As Georgia residents prepare their estates and put into place a plan for after they die, many opt to put some assets in a trust. There are two types of trusts. A revocable trust is on that can be altered any time after it is set up. An irrevocable trust cannot be changed at all once it is formalized. Under these conditions, it is difficult to see a time when you would choose an irrevocable trust over a revocable one, but there are benefits that help with the decision.
According to Investopedia, a trust is designed to give someone else control of your assets and your estate after you die. You can set certain conditions on the trust so that your beneficiaries do not receive their part until they are a certain age, have completed school or are at a point you set for the trust. While a revocable trust can be changed, there are certain disadvantages that make it less than ideal.

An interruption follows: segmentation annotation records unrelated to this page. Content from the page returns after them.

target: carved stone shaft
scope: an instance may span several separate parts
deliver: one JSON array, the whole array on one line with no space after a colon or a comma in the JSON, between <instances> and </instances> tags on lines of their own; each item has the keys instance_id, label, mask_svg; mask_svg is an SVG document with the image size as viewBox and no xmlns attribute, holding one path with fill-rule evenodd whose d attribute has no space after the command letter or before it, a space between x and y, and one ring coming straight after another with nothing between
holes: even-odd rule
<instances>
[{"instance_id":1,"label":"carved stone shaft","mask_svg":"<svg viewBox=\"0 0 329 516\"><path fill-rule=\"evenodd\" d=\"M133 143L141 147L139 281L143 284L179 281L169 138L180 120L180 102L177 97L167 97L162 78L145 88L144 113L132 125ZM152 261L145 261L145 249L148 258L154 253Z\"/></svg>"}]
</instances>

A revocable trust is subject to any judgments made against you or your estate. If you are sued and your estate does not cover the debt, money can be taken from the trust to pay for the judgment. Revocable trusts are also subject to certain taxes that irrevocable ones are not.
In an irrevocable trust, you give up all rights of ownership to your estate and all assets placed in the trust. If you have a very large estate, this type of trust can help decrease your tax liability after you die as any property transferred to the trust is not counted toward the estate’s gross value. An irrevocable trust is also protected from anyone who comes after your money with a lawsuit after you die.
There are two types of irrevocable trusts, testamentary trusts or living trusts. To determine which one is right for your situation, it may benefit you to speak to an attorney.
This information is for educational purposes and should not be interpreted as legal advice.